Je ne savais pas comment lui souhaiter de bien dormir. Devais-je utiliser son prénom ou l'appeler "votre altesse", comme il en avait sans doute l'habitude ? Dans la confusion, je lui souris simplement et dis :
— Reposez-vous bien.”
Il me remercia, puis sortit chercher Alienor qui n'était toujours pas revenue de sa petite promenade au clair de lune. J'espère qu'elle s'est fait attraper par un loup et qu'elle ne va pas revenir de sitôt. Je me surpris d'éprouver tant d'animosité envers quelqu'un que je ne connaissais à peine. Je détestais beaucoup de gens, mais j'avais une bonne raison pour tous. Dans le cas de la jeune femme, il n'y en avait aucune qui le justifiait.
Je jetai un œil à la salle à manger qui s'était transformée en chambre d'un soir. Ils avaient installé leurs paillasses sur le sol, à plus d’un mètre l'un de l'autre.
Je me retirai et fermai la porte de ma chambre derrière moi, poussant un long soupir en m’appuyant contre elle. Jamais je n'aurais pensé que cette journée sortirait tant de l'ordinaire.
Je pris ma brosse à cheveux afin de les démêler en douceur.
Après avoir enfilé une chemise de nuit, étouffée par la chaleur, j'entrouvris la fenêtre pour laisser entrer un peu d'air frais. Pour la première fois de toute la journée, respirer semblait enfin possible.
Pourtant, lorsque mon regard croisa son reflet dans le miroir, j’en eus le souffle coupé. Le poids de la solitude que je portais depuis longtemps maintenant s’imposait à moi. Je n'avais plus personne à qui me confier ou à qui demander conseil. Personne sur qui compter. Et cela me pesait encore plus cette nuit-là, où j'aurais apprécié pouvoir discuter de tout ce qui venait d'arriver avec quelqu'un et écouter un autre point de vue que le mien.

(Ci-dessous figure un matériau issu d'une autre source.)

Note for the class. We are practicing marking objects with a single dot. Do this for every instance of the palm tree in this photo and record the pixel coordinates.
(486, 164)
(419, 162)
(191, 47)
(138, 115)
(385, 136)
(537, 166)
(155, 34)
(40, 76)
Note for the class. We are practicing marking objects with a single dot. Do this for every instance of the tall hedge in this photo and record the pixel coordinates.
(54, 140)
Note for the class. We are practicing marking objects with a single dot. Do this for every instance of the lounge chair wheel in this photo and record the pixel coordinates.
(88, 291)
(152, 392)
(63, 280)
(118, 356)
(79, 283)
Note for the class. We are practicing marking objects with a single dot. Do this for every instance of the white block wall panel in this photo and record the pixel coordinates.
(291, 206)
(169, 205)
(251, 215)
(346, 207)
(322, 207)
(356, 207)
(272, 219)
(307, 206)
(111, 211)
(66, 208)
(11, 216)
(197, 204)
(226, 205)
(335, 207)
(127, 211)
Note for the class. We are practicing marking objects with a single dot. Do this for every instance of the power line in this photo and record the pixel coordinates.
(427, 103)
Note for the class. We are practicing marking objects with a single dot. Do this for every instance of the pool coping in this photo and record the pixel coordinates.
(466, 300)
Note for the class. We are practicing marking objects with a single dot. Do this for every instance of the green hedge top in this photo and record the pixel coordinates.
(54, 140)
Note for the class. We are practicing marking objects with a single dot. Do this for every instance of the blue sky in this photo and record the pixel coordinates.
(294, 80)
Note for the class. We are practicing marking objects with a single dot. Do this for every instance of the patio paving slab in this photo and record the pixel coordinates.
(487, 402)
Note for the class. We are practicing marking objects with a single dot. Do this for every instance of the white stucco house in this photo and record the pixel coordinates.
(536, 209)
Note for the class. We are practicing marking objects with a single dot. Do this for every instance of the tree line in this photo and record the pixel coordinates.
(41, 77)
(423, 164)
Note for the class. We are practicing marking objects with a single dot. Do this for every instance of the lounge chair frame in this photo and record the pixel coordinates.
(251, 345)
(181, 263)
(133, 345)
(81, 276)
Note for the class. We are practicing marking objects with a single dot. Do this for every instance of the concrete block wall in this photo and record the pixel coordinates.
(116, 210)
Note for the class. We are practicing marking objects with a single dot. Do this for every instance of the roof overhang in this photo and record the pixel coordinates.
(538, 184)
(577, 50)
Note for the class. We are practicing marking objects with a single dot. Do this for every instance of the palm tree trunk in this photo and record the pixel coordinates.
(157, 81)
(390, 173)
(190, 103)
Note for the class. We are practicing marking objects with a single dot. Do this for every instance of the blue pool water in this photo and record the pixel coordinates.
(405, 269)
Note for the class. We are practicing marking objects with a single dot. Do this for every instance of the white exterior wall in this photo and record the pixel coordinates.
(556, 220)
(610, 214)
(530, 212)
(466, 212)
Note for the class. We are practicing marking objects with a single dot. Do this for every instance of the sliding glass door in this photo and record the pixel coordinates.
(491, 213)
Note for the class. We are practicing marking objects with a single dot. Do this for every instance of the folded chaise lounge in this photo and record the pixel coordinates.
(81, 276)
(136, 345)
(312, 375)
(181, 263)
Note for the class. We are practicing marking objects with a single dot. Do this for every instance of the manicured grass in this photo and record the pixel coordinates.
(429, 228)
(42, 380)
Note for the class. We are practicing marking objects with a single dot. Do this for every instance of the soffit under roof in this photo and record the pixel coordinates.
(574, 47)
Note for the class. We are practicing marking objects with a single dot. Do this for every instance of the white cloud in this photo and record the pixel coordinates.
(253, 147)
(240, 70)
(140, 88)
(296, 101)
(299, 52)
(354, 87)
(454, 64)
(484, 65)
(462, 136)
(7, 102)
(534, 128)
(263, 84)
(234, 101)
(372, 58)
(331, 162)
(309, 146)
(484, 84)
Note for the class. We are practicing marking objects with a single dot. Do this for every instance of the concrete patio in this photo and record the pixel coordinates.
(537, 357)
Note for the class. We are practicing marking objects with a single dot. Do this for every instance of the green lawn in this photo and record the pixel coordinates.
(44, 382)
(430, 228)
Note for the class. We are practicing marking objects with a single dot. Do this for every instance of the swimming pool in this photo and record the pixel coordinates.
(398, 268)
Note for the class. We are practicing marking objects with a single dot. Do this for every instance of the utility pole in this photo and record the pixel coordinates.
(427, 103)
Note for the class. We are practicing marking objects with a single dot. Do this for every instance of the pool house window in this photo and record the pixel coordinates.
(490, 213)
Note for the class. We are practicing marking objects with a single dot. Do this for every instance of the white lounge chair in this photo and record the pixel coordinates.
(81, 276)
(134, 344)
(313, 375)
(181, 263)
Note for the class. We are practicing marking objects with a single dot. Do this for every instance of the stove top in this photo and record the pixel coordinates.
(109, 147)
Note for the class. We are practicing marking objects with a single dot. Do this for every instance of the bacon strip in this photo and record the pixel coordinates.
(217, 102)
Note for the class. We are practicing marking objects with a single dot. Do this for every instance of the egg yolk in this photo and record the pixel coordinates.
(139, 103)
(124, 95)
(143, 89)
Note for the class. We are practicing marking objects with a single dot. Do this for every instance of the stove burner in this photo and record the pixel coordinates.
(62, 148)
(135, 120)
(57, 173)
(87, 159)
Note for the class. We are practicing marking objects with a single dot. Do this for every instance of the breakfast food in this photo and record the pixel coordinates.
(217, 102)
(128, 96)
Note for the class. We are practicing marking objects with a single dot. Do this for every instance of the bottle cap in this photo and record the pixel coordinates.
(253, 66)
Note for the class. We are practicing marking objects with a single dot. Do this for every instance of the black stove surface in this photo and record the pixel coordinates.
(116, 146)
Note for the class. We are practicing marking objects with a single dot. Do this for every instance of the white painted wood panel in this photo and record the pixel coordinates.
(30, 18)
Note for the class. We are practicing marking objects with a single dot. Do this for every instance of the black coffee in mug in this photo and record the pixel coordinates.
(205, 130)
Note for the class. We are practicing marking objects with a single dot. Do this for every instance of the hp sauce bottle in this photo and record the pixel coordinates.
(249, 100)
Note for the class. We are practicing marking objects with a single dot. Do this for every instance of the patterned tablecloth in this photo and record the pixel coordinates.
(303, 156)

Accompagner deux étrangers dans une mission aussi mystérieuse que périlleuse n'était pas une décision à prendre à la légère, et je n'étais pas sûre qu’une poignée d’heures suffise.
Pourtant il allait bien falloir faire avec ce court laps de temps.

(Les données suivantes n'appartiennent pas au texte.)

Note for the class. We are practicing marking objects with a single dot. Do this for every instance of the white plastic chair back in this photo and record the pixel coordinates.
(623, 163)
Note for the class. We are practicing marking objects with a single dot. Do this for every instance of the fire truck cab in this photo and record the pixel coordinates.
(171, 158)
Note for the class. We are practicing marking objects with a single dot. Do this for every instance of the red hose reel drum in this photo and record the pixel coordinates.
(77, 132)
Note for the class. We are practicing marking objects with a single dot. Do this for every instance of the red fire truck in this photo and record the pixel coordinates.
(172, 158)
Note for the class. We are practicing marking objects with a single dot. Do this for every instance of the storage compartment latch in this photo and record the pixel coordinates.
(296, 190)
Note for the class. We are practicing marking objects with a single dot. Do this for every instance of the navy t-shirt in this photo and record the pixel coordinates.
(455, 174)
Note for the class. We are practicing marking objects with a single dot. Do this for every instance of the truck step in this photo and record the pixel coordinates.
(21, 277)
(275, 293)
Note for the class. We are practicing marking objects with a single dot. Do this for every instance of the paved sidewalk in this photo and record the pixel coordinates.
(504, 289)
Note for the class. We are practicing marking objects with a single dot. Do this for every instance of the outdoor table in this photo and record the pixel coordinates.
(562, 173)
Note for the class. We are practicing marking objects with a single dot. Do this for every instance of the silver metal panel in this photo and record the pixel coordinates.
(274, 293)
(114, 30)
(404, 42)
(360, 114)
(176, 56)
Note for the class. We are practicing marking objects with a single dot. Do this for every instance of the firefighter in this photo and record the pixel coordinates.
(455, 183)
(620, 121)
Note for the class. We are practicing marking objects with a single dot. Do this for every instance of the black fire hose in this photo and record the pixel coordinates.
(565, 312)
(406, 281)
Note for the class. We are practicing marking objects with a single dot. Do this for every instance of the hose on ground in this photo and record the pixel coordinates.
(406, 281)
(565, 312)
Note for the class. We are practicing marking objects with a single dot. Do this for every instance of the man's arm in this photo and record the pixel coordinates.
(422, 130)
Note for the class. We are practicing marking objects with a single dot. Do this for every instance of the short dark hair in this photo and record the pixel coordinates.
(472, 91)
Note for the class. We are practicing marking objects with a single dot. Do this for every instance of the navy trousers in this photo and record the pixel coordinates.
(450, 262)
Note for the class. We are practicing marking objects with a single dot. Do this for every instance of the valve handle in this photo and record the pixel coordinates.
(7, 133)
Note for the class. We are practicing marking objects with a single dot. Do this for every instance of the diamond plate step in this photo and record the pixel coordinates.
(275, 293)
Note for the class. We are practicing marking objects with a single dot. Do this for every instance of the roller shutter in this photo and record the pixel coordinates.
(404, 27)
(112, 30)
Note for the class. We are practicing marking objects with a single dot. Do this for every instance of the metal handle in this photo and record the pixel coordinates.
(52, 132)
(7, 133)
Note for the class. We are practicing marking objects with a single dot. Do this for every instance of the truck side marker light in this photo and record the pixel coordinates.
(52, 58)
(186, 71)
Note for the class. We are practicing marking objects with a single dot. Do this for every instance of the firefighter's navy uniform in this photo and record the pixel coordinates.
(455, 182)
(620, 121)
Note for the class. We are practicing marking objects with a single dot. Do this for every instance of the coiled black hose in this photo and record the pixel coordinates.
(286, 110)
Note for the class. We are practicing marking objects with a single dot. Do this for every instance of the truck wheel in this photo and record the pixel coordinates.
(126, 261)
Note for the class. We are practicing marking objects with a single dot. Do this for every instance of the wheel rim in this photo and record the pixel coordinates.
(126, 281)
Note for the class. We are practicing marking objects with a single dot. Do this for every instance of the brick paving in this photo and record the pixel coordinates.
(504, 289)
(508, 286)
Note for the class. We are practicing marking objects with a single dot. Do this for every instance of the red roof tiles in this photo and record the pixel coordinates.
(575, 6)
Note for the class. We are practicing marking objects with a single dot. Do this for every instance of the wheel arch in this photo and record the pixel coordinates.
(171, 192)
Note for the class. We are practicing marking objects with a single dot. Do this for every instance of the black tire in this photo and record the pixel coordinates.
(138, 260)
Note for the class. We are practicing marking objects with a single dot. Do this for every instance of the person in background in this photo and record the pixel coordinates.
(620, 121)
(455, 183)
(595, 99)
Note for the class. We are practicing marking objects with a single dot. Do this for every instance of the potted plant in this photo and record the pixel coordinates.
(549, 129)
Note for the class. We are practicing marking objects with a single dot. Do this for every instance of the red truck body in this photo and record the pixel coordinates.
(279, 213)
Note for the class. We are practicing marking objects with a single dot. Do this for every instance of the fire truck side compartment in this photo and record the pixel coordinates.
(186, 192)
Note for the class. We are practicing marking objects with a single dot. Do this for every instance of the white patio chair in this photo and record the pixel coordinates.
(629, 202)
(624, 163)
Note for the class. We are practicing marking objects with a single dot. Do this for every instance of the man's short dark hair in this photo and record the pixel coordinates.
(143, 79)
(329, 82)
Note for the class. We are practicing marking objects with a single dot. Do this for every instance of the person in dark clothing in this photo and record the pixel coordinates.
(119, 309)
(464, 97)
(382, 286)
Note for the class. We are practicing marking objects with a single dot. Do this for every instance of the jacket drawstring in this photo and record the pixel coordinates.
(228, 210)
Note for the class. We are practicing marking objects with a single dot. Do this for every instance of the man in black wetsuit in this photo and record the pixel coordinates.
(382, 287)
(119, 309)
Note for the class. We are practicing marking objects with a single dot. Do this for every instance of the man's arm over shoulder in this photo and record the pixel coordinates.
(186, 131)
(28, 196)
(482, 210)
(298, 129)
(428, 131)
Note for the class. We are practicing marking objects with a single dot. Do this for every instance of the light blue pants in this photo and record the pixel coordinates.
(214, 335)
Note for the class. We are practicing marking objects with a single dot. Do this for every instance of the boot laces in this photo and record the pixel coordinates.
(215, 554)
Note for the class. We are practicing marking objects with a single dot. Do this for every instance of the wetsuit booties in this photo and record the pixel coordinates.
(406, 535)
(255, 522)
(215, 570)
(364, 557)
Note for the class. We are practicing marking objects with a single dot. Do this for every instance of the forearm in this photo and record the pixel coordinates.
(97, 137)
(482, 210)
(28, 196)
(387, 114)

J'éteignis la chandelle qui éclairait faiblement ma chambre et me glissai sous les draps blancs.
Si je choisissais de rester chez moi, je m'assurerais une certaine sécurité, mais je risquais de me noyer dans la routine et la solitude si ma vie ne changeait pas.

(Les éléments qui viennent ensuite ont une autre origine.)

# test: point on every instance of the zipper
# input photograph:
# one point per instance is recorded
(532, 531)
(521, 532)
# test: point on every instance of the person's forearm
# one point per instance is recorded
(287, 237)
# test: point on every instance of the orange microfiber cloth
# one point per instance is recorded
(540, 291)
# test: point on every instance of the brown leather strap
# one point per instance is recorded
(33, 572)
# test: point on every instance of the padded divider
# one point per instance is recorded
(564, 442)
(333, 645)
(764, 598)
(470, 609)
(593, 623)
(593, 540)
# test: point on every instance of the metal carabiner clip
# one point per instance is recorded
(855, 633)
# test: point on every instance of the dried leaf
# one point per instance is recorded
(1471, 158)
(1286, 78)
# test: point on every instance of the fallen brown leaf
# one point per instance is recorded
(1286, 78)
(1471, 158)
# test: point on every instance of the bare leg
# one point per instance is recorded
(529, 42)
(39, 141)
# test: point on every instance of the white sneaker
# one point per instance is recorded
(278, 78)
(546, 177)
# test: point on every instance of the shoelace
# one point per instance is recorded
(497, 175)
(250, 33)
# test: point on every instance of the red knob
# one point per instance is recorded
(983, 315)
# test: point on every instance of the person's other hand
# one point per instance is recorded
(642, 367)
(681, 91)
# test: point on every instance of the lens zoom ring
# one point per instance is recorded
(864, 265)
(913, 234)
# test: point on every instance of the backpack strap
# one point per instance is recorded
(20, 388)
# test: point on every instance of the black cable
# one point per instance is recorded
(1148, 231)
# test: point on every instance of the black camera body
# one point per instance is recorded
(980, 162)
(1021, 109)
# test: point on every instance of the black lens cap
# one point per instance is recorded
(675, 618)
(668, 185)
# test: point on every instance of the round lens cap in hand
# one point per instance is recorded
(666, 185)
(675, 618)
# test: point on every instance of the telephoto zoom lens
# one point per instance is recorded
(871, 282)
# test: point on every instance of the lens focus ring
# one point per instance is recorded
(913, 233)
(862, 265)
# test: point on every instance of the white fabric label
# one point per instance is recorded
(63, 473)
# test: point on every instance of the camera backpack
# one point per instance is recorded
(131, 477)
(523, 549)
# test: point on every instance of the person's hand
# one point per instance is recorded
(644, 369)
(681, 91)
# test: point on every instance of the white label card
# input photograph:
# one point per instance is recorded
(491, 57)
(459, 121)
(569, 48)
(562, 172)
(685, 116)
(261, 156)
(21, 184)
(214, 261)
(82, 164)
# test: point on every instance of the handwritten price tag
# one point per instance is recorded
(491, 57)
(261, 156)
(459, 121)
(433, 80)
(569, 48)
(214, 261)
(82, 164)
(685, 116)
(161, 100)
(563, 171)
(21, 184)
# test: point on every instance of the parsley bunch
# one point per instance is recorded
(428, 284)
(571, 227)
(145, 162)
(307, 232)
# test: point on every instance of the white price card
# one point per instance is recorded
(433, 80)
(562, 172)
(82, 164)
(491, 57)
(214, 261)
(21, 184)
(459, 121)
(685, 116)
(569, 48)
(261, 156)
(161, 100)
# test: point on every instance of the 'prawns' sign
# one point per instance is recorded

En allant avec eux, je pourrais débuter un nouveau chapitre de ma vie et c'était l'occasion parfaite d’honorer la promesse faite à mon père avant sa mort. Si le royaume était sauvé grâce à moi, il aurait de quoi être fier. Je ne serais plus juste sa fille. Je serais une héroïne. Je serais celle que j'aurais dû être quatre ans auparavant, si je n'y avais pas renoncé.
J'entendis alors des voix provenant du dehors : sans doute Alienor et Gabriel, revenus pour dormir. Je me demandais pourquoi cela leur avait pris tant de temps, et commençai à imaginer les différentes possibilités. Peut-être qu'ils avaient passé ce long moment à échanger sur moi. Ou bien avaient-ils malencontreusement croisé une bête sauvage. Ils s'arrêtèrent juste devant ma fenêtre ouverte, et j’avais maintenant tout loisir d’écouter leur conversation. Je faillis me boucher les oreilles, craignant qu'ils n'aient choisi cet instant précis pour se déclarer leur amour.
Cependant, lorsque la jeune fille prononça mon prénom, je pris grand soin d'écouter attentivement ce qu'ils se disaient.
“Elle ne m'inspire pas confiance, Gab. J'ai un mauvais pressentiment.
Je haussai les sourcils, même si je n'étais ni surprise ni déçue de ses propos. Je n'avais aucune confiance en elle non plus, alors nous étions quittes.
— Elle n'a pas l'air d'être mauvaise, alors laisse-lui une chance.
Le ton de Gabriel était posé et calme, et transportait quelque chose de rassurant. Sa voix apaisante dissipait la tension qui m’habitait presque constamment.
Cela ne dura malheureusement pas, car Alienor s’exclama :
— On ne la connaît pas, Gab !
Après un instant, le jeune homme répliqua :
— C'est mon instinct, voilà tout.
Elle éclata d'un rire cynique et rétorqua :
— Et donc je devrais faire confiance à une inconnue simplement à cause d'une de tes intuitions ?” Il soupira et ils reprirent leur marche sans attendre. Peu après, je les entendis rentrer dans la cabane, et la colère m’envahit. Il m’était inconcevable de profiter de l’hospitalité de quelqu’un tout en le critiquant de la sorte.